Columbus rezones old 4-H Center
Tennis courts, brewery planned for property
COLUMBUS—The Town of Columbus rezoned the old 4-H Center property from public service zoning to Highway Commercial in order for the new property owners to install four tennis courts and turn the building into a brewery.
Columbus Town Council met last week and held a public hearing prior to approving the new zoning. No residents spoke during the public hearing.
Grier Eargle said he currently has the property under contract and the property owners want to put four tennis courts in front of the building. In order to do that, he said, the property needs to be rezoned.
Eargle said the advantage to the town if the property is developed is it will put it back on the tax rolls. The 6.5-acre property was formerly owned by the county and served for decades as the county 4-H Center.
Eargle explained that the property owners are a group of individuals. He said the group is 25-30 individuals wanting to start a tennis club there with four tennis courts. Eargle said there are already two tennis courts on site, but there are trees growing out of them. The group plans to have four clay courts there and to utilize the 4-H building, which formerly was an old prison, for a brewery.
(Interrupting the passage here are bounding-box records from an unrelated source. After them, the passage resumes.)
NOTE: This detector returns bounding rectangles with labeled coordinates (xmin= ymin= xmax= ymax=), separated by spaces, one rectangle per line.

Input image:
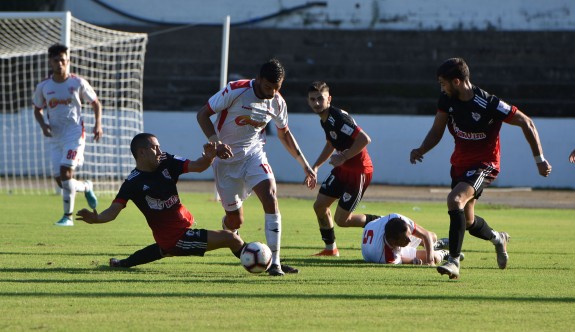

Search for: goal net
xmin=0 ymin=12 xmax=148 ymax=194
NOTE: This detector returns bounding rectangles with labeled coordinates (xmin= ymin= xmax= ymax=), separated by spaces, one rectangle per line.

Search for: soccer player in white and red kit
xmin=409 ymin=58 xmax=551 ymax=279
xmin=306 ymin=81 xmax=379 ymax=256
xmin=33 ymin=44 xmax=103 ymax=226
xmin=361 ymin=213 xmax=449 ymax=266
xmin=197 ymin=59 xmax=316 ymax=276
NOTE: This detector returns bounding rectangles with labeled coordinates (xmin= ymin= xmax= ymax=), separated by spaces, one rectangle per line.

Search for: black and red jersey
xmin=437 ymin=86 xmax=517 ymax=170
xmin=320 ymin=106 xmax=373 ymax=173
xmin=114 ymin=153 xmax=194 ymax=250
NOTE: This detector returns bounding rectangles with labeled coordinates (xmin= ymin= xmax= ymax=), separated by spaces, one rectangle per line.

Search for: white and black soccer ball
xmin=240 ymin=242 xmax=272 ymax=273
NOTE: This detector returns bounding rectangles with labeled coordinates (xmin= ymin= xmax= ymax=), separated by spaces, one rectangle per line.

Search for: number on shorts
xmin=363 ymin=229 xmax=373 ymax=244
xmin=260 ymin=164 xmax=273 ymax=174
xmin=66 ymin=150 xmax=78 ymax=160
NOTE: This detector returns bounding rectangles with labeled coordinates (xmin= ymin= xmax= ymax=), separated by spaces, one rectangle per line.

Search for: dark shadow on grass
xmin=0 ymin=292 xmax=575 ymax=303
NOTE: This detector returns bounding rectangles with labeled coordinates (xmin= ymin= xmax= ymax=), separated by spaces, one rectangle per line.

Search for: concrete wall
xmin=144 ymin=111 xmax=575 ymax=189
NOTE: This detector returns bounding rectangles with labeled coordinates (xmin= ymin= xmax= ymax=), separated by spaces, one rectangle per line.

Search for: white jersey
xmin=208 ymin=80 xmax=288 ymax=163
xmin=32 ymin=74 xmax=98 ymax=139
xmin=361 ymin=213 xmax=421 ymax=264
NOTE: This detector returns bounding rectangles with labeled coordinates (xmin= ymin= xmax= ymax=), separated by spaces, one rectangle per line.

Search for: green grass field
xmin=0 ymin=189 xmax=575 ymax=331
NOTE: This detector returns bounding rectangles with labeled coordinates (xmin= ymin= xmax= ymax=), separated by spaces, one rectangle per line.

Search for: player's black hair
xmin=437 ymin=58 xmax=469 ymax=81
xmin=48 ymin=44 xmax=68 ymax=59
xmin=130 ymin=133 xmax=156 ymax=159
xmin=385 ymin=218 xmax=407 ymax=241
xmin=307 ymin=81 xmax=329 ymax=92
xmin=259 ymin=59 xmax=285 ymax=83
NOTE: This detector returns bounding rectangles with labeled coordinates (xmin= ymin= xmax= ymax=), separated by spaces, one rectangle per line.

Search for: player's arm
xmin=505 ymin=110 xmax=551 ymax=176
xmin=92 ymin=99 xmax=104 ymax=142
xmin=412 ymin=224 xmax=435 ymax=265
xmin=34 ymin=106 xmax=52 ymax=137
xmin=196 ymin=104 xmax=233 ymax=159
xmin=76 ymin=202 xmax=125 ymax=224
xmin=409 ymin=111 xmax=449 ymax=164
xmin=278 ymin=127 xmax=317 ymax=187
xmin=330 ymin=130 xmax=371 ymax=167
xmin=188 ymin=142 xmax=217 ymax=173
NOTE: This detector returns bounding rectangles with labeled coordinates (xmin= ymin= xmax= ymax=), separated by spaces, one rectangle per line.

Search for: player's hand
xmin=76 ymin=209 xmax=98 ymax=224
xmin=409 ymin=149 xmax=423 ymax=164
xmin=42 ymin=124 xmax=52 ymax=137
xmin=537 ymin=160 xmax=551 ymax=177
xmin=329 ymin=150 xmax=347 ymax=167
xmin=94 ymin=125 xmax=104 ymax=142
xmin=204 ymin=142 xmax=217 ymax=160
xmin=216 ymin=142 xmax=234 ymax=159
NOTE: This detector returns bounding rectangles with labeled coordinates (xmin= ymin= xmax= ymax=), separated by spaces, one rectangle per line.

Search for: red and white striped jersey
xmin=208 ymin=80 xmax=288 ymax=163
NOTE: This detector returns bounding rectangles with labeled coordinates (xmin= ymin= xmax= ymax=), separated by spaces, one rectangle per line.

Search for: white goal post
xmin=0 ymin=12 xmax=148 ymax=194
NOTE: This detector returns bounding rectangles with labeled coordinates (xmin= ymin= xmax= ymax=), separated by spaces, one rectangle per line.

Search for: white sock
xmin=62 ymin=179 xmax=76 ymax=215
xmin=70 ymin=179 xmax=87 ymax=193
xmin=265 ymin=213 xmax=282 ymax=265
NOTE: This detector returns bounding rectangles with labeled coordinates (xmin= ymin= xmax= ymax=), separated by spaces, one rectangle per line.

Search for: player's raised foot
xmin=54 ymin=215 xmax=74 ymax=226
xmin=437 ymin=250 xmax=465 ymax=262
xmin=433 ymin=237 xmax=449 ymax=250
xmin=313 ymin=248 xmax=339 ymax=257
xmin=281 ymin=264 xmax=299 ymax=274
xmin=110 ymin=258 xmax=122 ymax=267
xmin=267 ymin=264 xmax=285 ymax=277
xmin=84 ymin=180 xmax=98 ymax=209
xmin=495 ymin=232 xmax=511 ymax=269
xmin=437 ymin=256 xmax=459 ymax=279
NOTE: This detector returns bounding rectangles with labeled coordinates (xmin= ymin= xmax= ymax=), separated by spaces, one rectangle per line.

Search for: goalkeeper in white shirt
xmin=33 ymin=44 xmax=103 ymax=226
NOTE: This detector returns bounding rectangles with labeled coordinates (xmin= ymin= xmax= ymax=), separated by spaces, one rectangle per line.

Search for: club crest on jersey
xmin=341 ymin=193 xmax=351 ymax=202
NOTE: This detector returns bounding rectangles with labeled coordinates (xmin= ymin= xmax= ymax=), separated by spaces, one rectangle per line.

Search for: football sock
xmin=265 ymin=213 xmax=282 ymax=265
xmin=70 ymin=179 xmax=86 ymax=193
xmin=467 ymin=216 xmax=494 ymax=240
xmin=448 ymin=209 xmax=465 ymax=258
xmin=232 ymin=242 xmax=247 ymax=258
xmin=120 ymin=243 xmax=164 ymax=267
xmin=319 ymin=227 xmax=335 ymax=249
xmin=363 ymin=214 xmax=381 ymax=227
xmin=62 ymin=179 xmax=76 ymax=215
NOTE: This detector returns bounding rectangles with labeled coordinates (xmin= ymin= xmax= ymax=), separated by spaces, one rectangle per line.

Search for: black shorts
xmin=163 ymin=228 xmax=208 ymax=256
xmin=451 ymin=165 xmax=499 ymax=199
xmin=319 ymin=167 xmax=373 ymax=212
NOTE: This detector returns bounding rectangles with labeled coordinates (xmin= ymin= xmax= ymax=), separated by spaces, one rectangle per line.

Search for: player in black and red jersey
xmin=77 ymin=133 xmax=244 ymax=267
xmin=306 ymin=81 xmax=379 ymax=256
xmin=409 ymin=58 xmax=551 ymax=279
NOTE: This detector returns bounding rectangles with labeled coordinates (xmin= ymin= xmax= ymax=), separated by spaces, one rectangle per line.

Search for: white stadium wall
xmin=144 ymin=111 xmax=575 ymax=189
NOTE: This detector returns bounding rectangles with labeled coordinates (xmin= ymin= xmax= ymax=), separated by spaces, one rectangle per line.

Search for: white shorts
xmin=49 ymin=135 xmax=86 ymax=177
xmin=212 ymin=151 xmax=275 ymax=211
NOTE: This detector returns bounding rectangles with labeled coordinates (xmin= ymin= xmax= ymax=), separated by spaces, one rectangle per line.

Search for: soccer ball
xmin=240 ymin=242 xmax=272 ymax=273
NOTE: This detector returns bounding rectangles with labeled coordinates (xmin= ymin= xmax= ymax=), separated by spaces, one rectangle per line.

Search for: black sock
xmin=232 ymin=242 xmax=247 ymax=258
xmin=319 ymin=227 xmax=335 ymax=245
xmin=363 ymin=214 xmax=381 ymax=227
xmin=120 ymin=243 xmax=164 ymax=267
xmin=467 ymin=216 xmax=494 ymax=240
xmin=448 ymin=210 xmax=465 ymax=258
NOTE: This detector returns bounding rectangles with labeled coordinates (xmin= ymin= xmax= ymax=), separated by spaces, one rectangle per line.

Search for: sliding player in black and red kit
xmin=410 ymin=58 xmax=551 ymax=279
xmin=77 ymin=133 xmax=244 ymax=267
xmin=306 ymin=81 xmax=379 ymax=256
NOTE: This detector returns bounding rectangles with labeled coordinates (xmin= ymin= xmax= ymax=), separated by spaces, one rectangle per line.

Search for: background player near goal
xmin=0 ymin=12 xmax=148 ymax=196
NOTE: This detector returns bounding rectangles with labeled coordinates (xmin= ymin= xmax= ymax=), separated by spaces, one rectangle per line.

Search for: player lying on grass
xmin=77 ymin=133 xmax=248 ymax=267
xmin=361 ymin=213 xmax=456 ymax=266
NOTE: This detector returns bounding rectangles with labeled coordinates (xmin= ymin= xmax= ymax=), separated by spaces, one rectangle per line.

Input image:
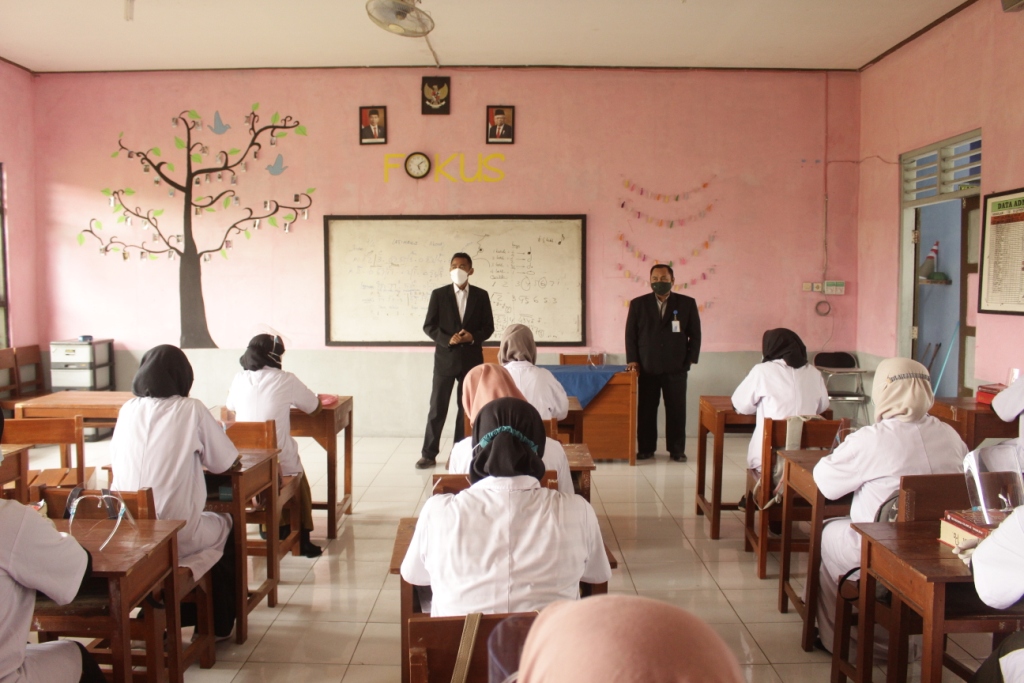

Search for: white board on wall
xmin=324 ymin=215 xmax=587 ymax=346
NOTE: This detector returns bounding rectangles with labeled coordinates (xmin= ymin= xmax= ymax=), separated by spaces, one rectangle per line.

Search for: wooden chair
xmin=558 ymin=353 xmax=604 ymax=366
xmin=2 ymin=416 xmax=89 ymax=485
xmin=407 ymin=612 xmax=537 ymax=683
xmin=743 ymin=418 xmax=850 ymax=579
xmin=33 ymin=485 xmax=217 ymax=681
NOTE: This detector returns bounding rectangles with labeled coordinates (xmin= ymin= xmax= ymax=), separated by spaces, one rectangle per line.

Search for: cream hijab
xmin=871 ymin=358 xmax=935 ymax=422
xmin=519 ymin=595 xmax=743 ymax=683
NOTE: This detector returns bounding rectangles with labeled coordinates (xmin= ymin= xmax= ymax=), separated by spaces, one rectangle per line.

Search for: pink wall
xmin=857 ymin=0 xmax=1024 ymax=380
xmin=35 ymin=70 xmax=860 ymax=352
xmin=0 ymin=62 xmax=40 ymax=345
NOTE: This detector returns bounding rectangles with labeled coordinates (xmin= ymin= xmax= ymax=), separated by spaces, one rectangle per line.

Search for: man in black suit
xmin=626 ymin=264 xmax=700 ymax=463
xmin=416 ymin=252 xmax=495 ymax=470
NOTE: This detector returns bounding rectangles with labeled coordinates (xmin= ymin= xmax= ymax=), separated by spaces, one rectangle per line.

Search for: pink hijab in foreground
xmin=519 ymin=595 xmax=743 ymax=683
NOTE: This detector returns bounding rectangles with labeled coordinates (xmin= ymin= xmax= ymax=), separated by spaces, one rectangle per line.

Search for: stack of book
xmin=939 ymin=510 xmax=1010 ymax=548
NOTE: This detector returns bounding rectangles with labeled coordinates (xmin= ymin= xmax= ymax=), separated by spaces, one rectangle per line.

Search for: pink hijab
xmin=462 ymin=362 xmax=526 ymax=422
xmin=519 ymin=595 xmax=743 ymax=683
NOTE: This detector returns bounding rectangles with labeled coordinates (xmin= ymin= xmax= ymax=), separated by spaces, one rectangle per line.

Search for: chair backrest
xmin=227 ymin=420 xmax=278 ymax=450
xmin=558 ymin=353 xmax=604 ymax=366
xmin=39 ymin=486 xmax=157 ymax=519
xmin=814 ymin=351 xmax=857 ymax=368
xmin=407 ymin=612 xmax=537 ymax=683
xmin=896 ymin=473 xmax=971 ymax=522
xmin=14 ymin=344 xmax=46 ymax=395
xmin=430 ymin=470 xmax=558 ymax=496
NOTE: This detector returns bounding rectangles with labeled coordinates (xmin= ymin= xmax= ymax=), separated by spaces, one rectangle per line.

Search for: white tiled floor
xmin=33 ymin=437 xmax=989 ymax=683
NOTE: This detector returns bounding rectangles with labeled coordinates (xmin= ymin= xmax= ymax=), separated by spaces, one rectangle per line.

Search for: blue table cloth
xmin=540 ymin=366 xmax=626 ymax=408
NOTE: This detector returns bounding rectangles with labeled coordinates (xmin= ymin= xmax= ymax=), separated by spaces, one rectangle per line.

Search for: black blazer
xmin=626 ymin=292 xmax=700 ymax=375
xmin=423 ymin=285 xmax=495 ymax=377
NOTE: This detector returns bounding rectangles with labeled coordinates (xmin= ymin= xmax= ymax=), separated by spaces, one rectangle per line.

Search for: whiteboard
xmin=324 ymin=215 xmax=587 ymax=346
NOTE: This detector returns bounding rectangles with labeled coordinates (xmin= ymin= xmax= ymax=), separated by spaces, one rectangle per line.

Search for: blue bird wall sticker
xmin=208 ymin=112 xmax=231 ymax=135
xmin=266 ymin=155 xmax=288 ymax=175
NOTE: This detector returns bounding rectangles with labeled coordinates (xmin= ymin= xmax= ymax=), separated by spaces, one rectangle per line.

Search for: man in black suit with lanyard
xmin=626 ymin=264 xmax=700 ymax=463
xmin=416 ymin=252 xmax=495 ymax=470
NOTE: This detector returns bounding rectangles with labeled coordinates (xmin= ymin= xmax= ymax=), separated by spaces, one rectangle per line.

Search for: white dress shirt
xmin=732 ymin=359 xmax=828 ymax=469
xmin=111 ymin=396 xmax=239 ymax=579
xmin=401 ymin=476 xmax=611 ymax=616
xmin=505 ymin=360 xmax=569 ymax=420
xmin=0 ymin=500 xmax=88 ymax=683
xmin=226 ymin=368 xmax=319 ymax=476
xmin=449 ymin=436 xmax=575 ymax=496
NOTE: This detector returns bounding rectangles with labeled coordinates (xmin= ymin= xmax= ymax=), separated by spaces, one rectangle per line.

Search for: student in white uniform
xmin=447 ymin=364 xmax=575 ymax=496
xmin=111 ymin=345 xmax=239 ymax=638
xmin=732 ymin=328 xmax=828 ymax=471
xmin=498 ymin=325 xmax=569 ymax=420
xmin=401 ymin=398 xmax=611 ymax=616
xmin=0 ymin=499 xmax=105 ymax=683
xmin=226 ymin=335 xmax=324 ymax=557
xmin=814 ymin=358 xmax=968 ymax=655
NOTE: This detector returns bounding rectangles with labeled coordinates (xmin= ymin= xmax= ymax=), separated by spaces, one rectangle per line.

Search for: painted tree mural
xmin=78 ymin=102 xmax=315 ymax=348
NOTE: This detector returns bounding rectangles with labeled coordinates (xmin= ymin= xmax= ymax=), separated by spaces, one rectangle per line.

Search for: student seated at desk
xmin=814 ymin=358 xmax=967 ymax=655
xmin=732 ymin=328 xmax=828 ymax=472
xmin=401 ymin=398 xmax=611 ymax=616
xmin=498 ymin=325 xmax=569 ymax=420
xmin=449 ymin=364 xmax=575 ymax=496
xmin=226 ymin=335 xmax=324 ymax=557
xmin=0 ymin=499 xmax=106 ymax=683
xmin=111 ymin=344 xmax=239 ymax=638
xmin=518 ymin=595 xmax=743 ymax=683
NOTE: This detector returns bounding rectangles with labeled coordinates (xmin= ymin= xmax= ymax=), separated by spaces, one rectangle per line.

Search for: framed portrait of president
xmin=359 ymin=106 xmax=387 ymax=144
xmin=486 ymin=104 xmax=515 ymax=144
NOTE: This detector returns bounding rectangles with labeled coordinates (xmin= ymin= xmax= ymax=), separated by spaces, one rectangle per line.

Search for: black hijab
xmin=469 ymin=398 xmax=547 ymax=483
xmin=131 ymin=344 xmax=194 ymax=398
xmin=761 ymin=328 xmax=807 ymax=370
xmin=239 ymin=335 xmax=285 ymax=371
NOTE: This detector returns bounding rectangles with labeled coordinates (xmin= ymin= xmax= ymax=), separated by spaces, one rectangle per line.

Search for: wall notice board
xmin=978 ymin=188 xmax=1024 ymax=315
xmin=324 ymin=215 xmax=587 ymax=346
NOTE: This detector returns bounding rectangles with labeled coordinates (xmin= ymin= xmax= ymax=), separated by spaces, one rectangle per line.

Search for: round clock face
xmin=406 ymin=152 xmax=430 ymax=178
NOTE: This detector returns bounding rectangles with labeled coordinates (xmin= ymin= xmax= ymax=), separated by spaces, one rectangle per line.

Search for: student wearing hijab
xmin=226 ymin=335 xmax=324 ymax=557
xmin=111 ymin=345 xmax=239 ymax=638
xmin=449 ymin=362 xmax=575 ymax=496
xmin=518 ymin=595 xmax=743 ymax=683
xmin=498 ymin=325 xmax=569 ymax=420
xmin=732 ymin=328 xmax=828 ymax=471
xmin=814 ymin=358 xmax=967 ymax=654
xmin=401 ymin=398 xmax=611 ymax=616
xmin=0 ymin=497 xmax=106 ymax=683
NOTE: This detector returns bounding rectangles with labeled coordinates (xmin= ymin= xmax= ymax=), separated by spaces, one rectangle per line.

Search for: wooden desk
xmin=853 ymin=521 xmax=1024 ymax=683
xmin=778 ymin=451 xmax=853 ymax=652
xmin=0 ymin=443 xmax=30 ymax=505
xmin=206 ymin=450 xmax=281 ymax=644
xmin=14 ymin=391 xmax=352 ymax=539
xmin=696 ymin=396 xmax=756 ymax=539
xmin=47 ymin=519 xmax=185 ymax=683
xmin=291 ymin=396 xmax=352 ymax=539
xmin=562 ymin=443 xmax=597 ymax=503
xmin=928 ymin=398 xmax=1018 ymax=451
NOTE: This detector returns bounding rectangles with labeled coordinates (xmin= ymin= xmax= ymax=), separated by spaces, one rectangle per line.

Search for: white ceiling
xmin=0 ymin=0 xmax=966 ymax=72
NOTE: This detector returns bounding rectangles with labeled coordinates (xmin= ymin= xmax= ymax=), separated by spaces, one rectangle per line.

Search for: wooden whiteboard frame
xmin=324 ymin=214 xmax=587 ymax=347
xmin=978 ymin=187 xmax=1024 ymax=315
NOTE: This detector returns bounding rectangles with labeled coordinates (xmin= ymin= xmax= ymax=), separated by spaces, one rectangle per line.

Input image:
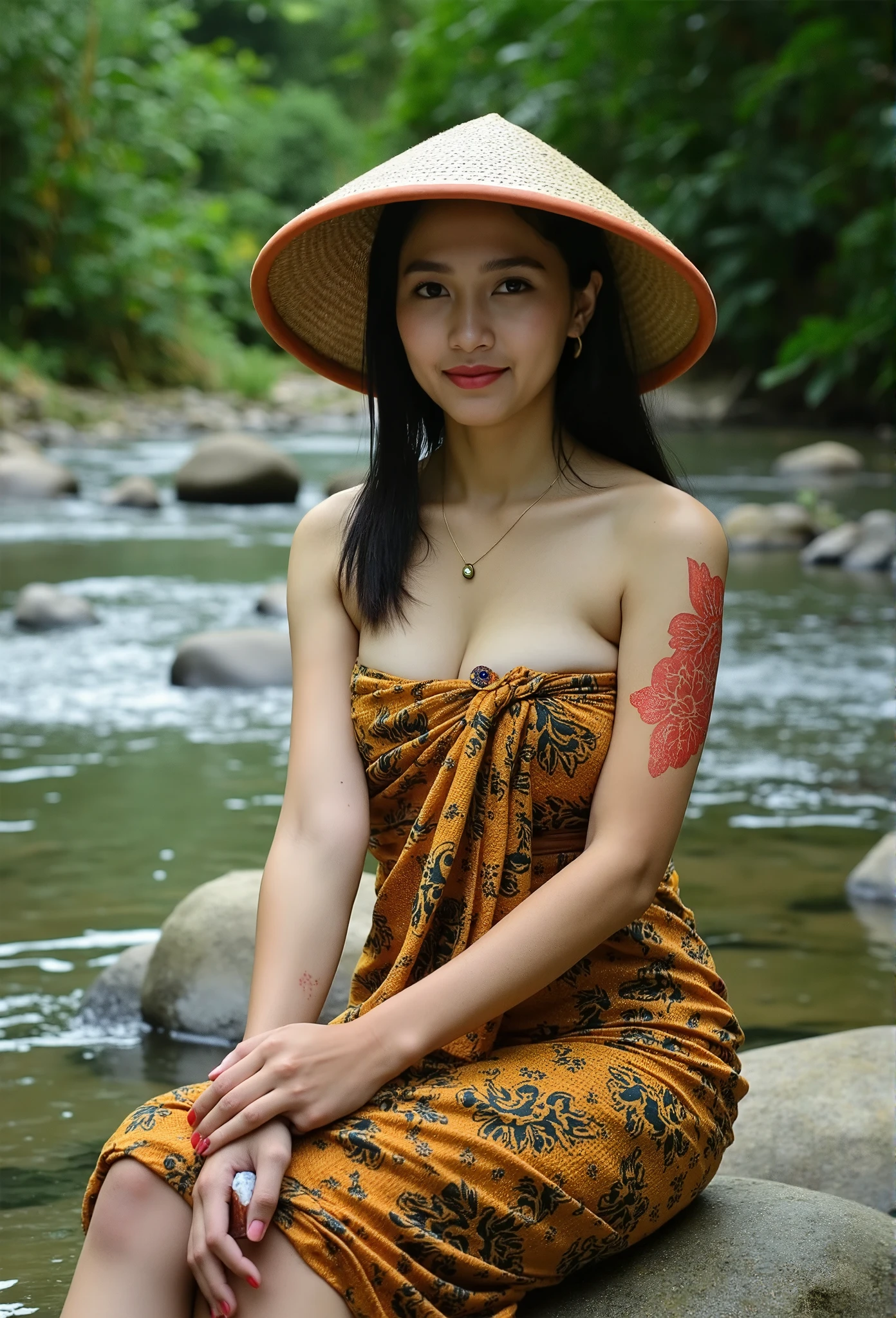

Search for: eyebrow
xmin=404 ymin=255 xmax=544 ymax=274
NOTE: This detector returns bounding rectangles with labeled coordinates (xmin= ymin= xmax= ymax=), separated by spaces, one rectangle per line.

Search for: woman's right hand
xmin=187 ymin=1119 xmax=292 ymax=1318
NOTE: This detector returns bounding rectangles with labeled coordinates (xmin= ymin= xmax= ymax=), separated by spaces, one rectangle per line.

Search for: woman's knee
xmin=88 ymin=1157 xmax=189 ymax=1254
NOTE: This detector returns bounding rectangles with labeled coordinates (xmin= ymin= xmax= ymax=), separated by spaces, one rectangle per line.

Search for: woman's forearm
xmin=245 ymin=835 xmax=366 ymax=1039
xmin=359 ymin=842 xmax=662 ymax=1069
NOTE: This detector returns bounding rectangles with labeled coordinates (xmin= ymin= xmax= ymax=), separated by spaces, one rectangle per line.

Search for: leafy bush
xmin=0 ymin=0 xmax=352 ymax=384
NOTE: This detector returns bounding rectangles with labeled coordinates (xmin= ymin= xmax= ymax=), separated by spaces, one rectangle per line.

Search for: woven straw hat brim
xmin=252 ymin=115 xmax=716 ymax=393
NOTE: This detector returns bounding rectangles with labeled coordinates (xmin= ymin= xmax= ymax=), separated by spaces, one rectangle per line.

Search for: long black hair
xmin=340 ymin=201 xmax=675 ymax=629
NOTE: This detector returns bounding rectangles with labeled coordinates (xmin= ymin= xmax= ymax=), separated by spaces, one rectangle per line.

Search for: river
xmin=0 ymin=422 xmax=892 ymax=1318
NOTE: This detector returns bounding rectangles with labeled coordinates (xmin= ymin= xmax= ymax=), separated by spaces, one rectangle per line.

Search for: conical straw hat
xmin=252 ymin=115 xmax=716 ymax=393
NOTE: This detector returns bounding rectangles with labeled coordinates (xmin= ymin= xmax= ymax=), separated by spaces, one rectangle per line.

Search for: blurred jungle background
xmin=0 ymin=0 xmax=896 ymax=1318
xmin=0 ymin=0 xmax=895 ymax=416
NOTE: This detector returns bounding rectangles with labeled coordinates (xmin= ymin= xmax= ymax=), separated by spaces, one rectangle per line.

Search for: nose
xmin=448 ymin=297 xmax=494 ymax=352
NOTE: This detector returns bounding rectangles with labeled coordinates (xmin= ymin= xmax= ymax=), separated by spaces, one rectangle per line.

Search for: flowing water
xmin=0 ymin=423 xmax=892 ymax=1318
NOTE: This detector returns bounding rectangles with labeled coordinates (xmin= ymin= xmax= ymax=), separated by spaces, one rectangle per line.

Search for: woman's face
xmin=395 ymin=201 xmax=601 ymax=426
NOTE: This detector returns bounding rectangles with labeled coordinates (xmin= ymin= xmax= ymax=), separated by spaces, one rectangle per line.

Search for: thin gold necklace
xmin=442 ymin=472 xmax=563 ymax=581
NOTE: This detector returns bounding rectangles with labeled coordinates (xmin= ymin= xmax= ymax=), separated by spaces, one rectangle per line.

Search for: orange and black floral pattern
xmin=84 ymin=664 xmax=746 ymax=1318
“It’s in the part of town where most of our growth will be in the future,” said Columbus Mayor Eric McIntyre. “I think it would be a great use of that building.”
McIntyre said it will also be good to put the property back on the tax rolls.
During the most recent Columbus Planning Board meeting, the planning board approved recommending the rezoning. At that meeting, Eargle said the property owner may want to subdivide the land and sell the back three acres to someone who could create low income or multi-family housing units.
The property is located on Locust Street, off East Mills Street in Columbus.